Free trade in agriculture is a Holy Grail often espoused by those who do not understand the complexities of agricultural production or the extent of rules-breaking in global markets for farm products. It was not an accident that trade in agriculture was largely outside the GATT rules-based global trading system until 1994.
The brave experiment of the WTO Agreement on Agriculture has encountered considerable difficulty in building on initial progress. Key players are unwilling to adopt new disciplines. Add to this the fact that rules about subsidies and disciplines are written to accommodate the practices of the deep-pocketed subsidizers. Regional and Plurilateral Agreements cannot address these problems because they require multilateral solutions.

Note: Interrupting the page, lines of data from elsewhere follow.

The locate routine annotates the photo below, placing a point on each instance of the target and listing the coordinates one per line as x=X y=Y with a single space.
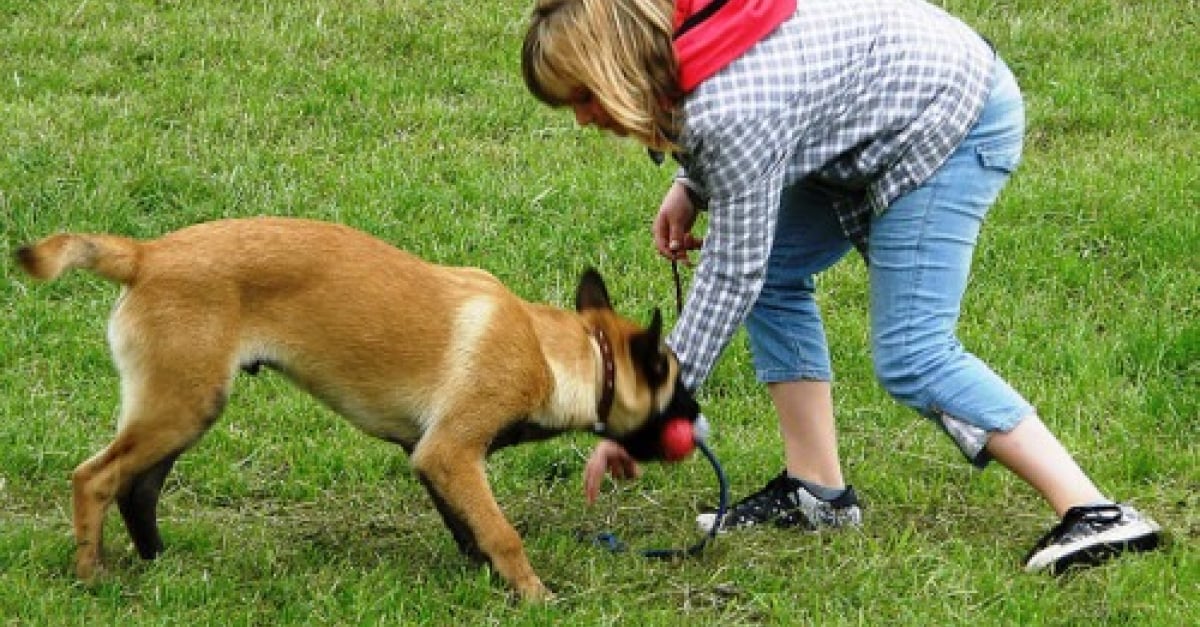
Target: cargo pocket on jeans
x=1003 y=157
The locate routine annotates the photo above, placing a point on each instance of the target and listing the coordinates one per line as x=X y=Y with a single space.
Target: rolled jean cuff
x=972 y=440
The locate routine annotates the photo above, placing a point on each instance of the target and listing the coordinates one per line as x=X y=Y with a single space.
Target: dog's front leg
x=455 y=477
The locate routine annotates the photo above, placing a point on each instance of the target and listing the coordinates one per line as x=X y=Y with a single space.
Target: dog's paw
x=534 y=591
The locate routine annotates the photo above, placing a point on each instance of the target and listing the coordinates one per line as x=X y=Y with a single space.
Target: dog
x=444 y=362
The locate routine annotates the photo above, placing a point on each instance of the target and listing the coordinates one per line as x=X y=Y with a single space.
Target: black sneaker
x=785 y=502
x=1090 y=535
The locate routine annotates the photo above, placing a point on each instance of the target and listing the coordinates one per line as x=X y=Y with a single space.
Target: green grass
x=409 y=120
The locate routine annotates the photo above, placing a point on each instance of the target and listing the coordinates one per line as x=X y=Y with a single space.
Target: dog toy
x=678 y=440
x=697 y=434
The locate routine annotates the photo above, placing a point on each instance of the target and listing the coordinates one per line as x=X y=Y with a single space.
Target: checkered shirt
x=862 y=97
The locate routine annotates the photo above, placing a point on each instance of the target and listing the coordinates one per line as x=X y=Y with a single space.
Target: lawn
x=409 y=120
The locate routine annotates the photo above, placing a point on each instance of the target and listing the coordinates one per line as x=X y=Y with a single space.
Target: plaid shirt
x=863 y=97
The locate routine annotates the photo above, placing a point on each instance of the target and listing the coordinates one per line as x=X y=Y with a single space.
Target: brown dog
x=445 y=362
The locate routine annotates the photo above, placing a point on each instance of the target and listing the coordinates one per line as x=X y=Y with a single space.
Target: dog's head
x=646 y=388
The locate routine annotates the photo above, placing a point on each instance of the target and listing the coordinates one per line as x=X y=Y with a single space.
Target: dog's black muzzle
x=646 y=443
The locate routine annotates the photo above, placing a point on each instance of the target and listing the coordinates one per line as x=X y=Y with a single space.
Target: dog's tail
x=109 y=256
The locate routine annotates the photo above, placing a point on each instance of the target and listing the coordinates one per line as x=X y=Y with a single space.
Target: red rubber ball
x=677 y=440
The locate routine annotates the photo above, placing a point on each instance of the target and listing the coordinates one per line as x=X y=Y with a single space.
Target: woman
x=807 y=131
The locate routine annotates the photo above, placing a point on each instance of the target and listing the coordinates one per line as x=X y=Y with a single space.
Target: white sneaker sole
x=1131 y=532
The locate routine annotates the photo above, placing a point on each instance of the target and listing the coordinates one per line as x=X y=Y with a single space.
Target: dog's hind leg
x=161 y=418
x=139 y=507
x=457 y=526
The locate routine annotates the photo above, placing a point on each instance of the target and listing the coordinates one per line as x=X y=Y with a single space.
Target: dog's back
x=382 y=336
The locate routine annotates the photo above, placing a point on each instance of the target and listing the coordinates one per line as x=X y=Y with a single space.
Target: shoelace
x=1091 y=515
x=759 y=501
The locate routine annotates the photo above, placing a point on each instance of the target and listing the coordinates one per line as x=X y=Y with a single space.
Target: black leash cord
x=610 y=541
x=721 y=506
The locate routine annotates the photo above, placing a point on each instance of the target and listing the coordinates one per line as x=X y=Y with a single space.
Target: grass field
x=409 y=120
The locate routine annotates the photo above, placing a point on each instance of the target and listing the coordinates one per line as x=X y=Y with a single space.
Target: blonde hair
x=621 y=52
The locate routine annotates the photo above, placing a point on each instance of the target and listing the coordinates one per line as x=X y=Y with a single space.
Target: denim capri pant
x=919 y=261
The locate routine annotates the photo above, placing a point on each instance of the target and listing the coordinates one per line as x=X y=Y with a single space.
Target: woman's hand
x=672 y=226
x=612 y=458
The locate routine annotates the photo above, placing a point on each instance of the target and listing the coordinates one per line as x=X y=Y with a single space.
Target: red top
x=720 y=39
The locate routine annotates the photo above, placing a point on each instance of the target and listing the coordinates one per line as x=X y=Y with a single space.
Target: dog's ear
x=648 y=351
x=592 y=292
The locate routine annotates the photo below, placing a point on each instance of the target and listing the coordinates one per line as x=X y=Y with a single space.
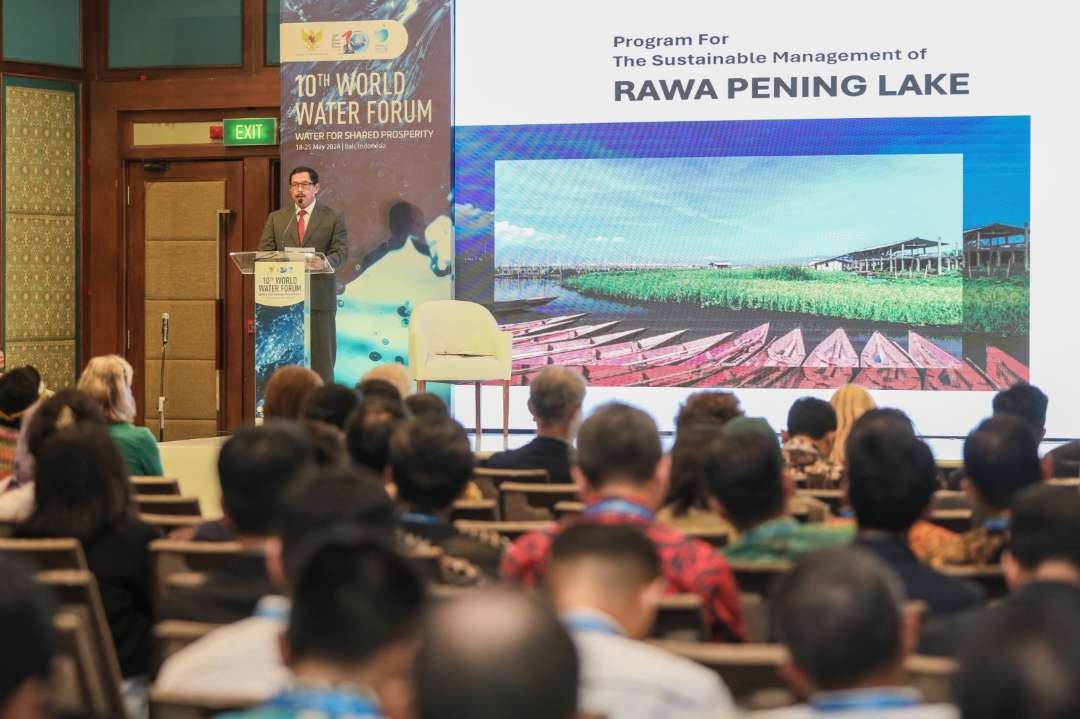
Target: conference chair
x=456 y=341
x=488 y=479
x=77 y=592
x=521 y=502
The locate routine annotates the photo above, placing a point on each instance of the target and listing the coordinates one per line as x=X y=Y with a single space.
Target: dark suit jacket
x=944 y=595
x=325 y=232
x=541 y=453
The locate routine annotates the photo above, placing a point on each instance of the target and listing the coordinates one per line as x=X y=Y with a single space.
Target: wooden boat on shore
x=531 y=352
x=782 y=353
x=522 y=328
x=561 y=335
x=705 y=364
x=1004 y=369
x=834 y=351
x=657 y=357
x=596 y=353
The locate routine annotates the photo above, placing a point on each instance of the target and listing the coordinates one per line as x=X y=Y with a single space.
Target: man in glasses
x=310 y=224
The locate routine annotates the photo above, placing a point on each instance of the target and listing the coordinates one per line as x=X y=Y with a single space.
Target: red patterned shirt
x=689 y=565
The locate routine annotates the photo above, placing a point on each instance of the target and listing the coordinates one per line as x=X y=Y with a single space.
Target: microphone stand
x=161 y=390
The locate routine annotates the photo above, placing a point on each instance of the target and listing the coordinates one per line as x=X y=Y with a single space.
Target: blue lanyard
x=869 y=700
x=591 y=623
x=329 y=702
x=418 y=518
x=618 y=506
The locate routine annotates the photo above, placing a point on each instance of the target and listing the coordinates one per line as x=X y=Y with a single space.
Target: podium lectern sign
x=282 y=316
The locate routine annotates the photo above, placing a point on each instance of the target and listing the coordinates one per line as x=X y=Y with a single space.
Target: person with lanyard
x=607 y=585
x=839 y=612
x=622 y=476
x=353 y=632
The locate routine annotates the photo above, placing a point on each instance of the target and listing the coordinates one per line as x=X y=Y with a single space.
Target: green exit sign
x=251 y=131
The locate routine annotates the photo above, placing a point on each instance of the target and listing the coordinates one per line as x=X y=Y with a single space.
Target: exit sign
x=251 y=131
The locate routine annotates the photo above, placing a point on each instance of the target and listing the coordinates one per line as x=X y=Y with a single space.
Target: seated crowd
x=343 y=583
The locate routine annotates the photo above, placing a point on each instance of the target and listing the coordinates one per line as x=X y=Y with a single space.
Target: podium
x=282 y=313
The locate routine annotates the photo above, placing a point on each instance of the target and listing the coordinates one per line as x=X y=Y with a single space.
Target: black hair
x=1024 y=661
x=26 y=624
x=254 y=467
x=618 y=442
x=838 y=612
x=81 y=485
x=331 y=404
x=329 y=498
x=811 y=417
x=1024 y=401
x=1044 y=526
x=431 y=461
x=368 y=431
x=891 y=475
x=744 y=472
x=630 y=555
x=353 y=595
x=1001 y=457
x=304 y=168
x=496 y=654
x=426 y=404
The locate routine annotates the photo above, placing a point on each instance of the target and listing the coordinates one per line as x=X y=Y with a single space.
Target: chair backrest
x=171 y=557
x=185 y=506
x=171 y=636
x=522 y=502
x=758 y=577
x=149 y=485
x=45 y=554
x=488 y=479
x=77 y=592
x=509 y=529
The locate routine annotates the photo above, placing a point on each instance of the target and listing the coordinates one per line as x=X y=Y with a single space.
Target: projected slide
x=804 y=255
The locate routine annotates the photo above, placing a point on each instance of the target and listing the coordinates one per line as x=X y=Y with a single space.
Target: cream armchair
x=455 y=341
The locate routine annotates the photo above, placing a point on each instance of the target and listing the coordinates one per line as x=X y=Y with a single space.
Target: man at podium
x=307 y=224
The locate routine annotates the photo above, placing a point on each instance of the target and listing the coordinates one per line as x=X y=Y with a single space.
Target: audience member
x=254 y=467
x=1042 y=560
x=745 y=475
x=840 y=614
x=607 y=584
x=83 y=490
x=392 y=372
x=353 y=632
x=555 y=397
x=368 y=431
x=19 y=389
x=709 y=407
x=108 y=380
x=850 y=403
x=426 y=404
x=431 y=463
x=1000 y=458
x=29 y=645
x=63 y=409
x=1026 y=402
x=242 y=659
x=494 y=655
x=1024 y=662
x=808 y=444
x=891 y=482
x=331 y=404
x=622 y=477
x=286 y=391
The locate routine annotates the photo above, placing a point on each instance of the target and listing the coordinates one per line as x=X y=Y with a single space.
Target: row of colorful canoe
x=624 y=358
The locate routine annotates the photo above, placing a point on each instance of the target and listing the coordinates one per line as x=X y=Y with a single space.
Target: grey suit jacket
x=325 y=232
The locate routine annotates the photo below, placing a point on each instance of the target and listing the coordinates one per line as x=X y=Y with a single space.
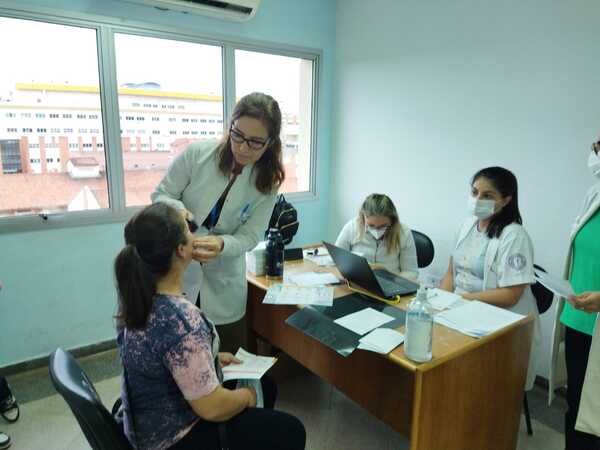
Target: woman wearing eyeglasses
x=575 y=322
x=227 y=190
x=378 y=235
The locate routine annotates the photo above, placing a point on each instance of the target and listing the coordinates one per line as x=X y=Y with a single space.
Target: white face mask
x=482 y=209
x=594 y=164
x=377 y=233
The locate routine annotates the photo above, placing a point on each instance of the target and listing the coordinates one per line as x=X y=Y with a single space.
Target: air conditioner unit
x=238 y=10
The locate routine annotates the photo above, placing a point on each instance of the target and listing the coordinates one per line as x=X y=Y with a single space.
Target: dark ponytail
x=151 y=238
x=505 y=182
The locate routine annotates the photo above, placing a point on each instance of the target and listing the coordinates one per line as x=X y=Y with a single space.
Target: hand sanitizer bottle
x=419 y=328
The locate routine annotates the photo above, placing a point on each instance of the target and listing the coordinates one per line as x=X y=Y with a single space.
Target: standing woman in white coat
x=378 y=235
x=228 y=189
x=493 y=258
x=574 y=325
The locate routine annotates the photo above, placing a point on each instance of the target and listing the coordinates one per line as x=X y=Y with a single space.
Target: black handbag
x=285 y=219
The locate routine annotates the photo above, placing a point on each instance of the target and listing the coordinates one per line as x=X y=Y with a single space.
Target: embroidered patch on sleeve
x=517 y=262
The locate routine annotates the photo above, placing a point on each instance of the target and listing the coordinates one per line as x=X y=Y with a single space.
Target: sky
x=48 y=53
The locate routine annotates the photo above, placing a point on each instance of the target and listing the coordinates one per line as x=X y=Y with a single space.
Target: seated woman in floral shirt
x=172 y=386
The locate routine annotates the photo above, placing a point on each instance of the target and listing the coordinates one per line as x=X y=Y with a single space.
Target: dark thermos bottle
x=274 y=251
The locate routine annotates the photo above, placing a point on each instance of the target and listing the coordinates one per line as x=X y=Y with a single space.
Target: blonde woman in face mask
x=493 y=258
x=378 y=235
x=576 y=332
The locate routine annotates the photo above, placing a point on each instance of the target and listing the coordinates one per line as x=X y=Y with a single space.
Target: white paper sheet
x=313 y=279
x=559 y=286
x=363 y=321
x=440 y=299
x=283 y=294
x=381 y=340
x=253 y=367
x=476 y=318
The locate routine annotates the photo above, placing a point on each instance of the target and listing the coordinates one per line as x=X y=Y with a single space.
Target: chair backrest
x=543 y=296
x=99 y=427
x=425 y=250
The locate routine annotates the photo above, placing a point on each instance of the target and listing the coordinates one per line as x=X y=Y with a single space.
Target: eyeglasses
x=239 y=138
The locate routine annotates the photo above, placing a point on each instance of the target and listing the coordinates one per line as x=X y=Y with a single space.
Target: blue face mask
x=377 y=233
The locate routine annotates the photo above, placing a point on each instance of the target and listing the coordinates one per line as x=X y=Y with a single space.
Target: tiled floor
x=332 y=421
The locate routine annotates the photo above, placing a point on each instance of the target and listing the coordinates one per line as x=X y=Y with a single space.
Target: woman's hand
x=251 y=397
x=588 y=301
x=207 y=248
x=226 y=358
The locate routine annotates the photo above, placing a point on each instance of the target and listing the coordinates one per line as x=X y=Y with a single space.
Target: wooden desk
x=468 y=397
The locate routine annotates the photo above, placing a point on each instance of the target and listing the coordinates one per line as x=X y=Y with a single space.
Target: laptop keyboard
x=389 y=287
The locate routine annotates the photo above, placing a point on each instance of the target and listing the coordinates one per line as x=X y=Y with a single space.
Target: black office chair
x=543 y=299
x=425 y=250
x=97 y=424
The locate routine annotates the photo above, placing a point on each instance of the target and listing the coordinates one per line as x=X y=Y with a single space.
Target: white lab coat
x=195 y=182
x=509 y=262
x=402 y=261
x=588 y=419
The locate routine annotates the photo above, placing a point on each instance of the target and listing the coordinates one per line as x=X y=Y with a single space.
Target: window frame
x=106 y=28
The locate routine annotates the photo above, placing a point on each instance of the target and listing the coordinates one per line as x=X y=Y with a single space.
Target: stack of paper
x=313 y=279
x=320 y=256
x=440 y=299
x=363 y=321
x=381 y=340
x=283 y=294
x=252 y=367
x=476 y=318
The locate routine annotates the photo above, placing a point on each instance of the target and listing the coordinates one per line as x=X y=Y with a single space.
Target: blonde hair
x=381 y=205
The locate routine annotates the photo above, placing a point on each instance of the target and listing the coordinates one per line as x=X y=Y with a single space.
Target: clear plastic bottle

Even long-established free trade agreements are not immune to serious distortions resulting from the big vs. little game. Take, for example, the long running dispute over US Country of Origin Labelling (COOL) Rules. While it is difficult to argue against the desirability or legitimacy of providing consumer information (in this case, labelling) – this is not an unfettered right, particularly not when the workings of the US system under dispute are seen to adversely skew the market in favour of using domestic livestock at the expense of imported livestock. Canada and Mexico have experienced considerable disruption and damage to their exports of live swine and beef cattle due to the US measures. The dispute has been dragging on since 2009. The aggregate damage to Canadian beef cattle and hog producers already exceeds $2.5 billion.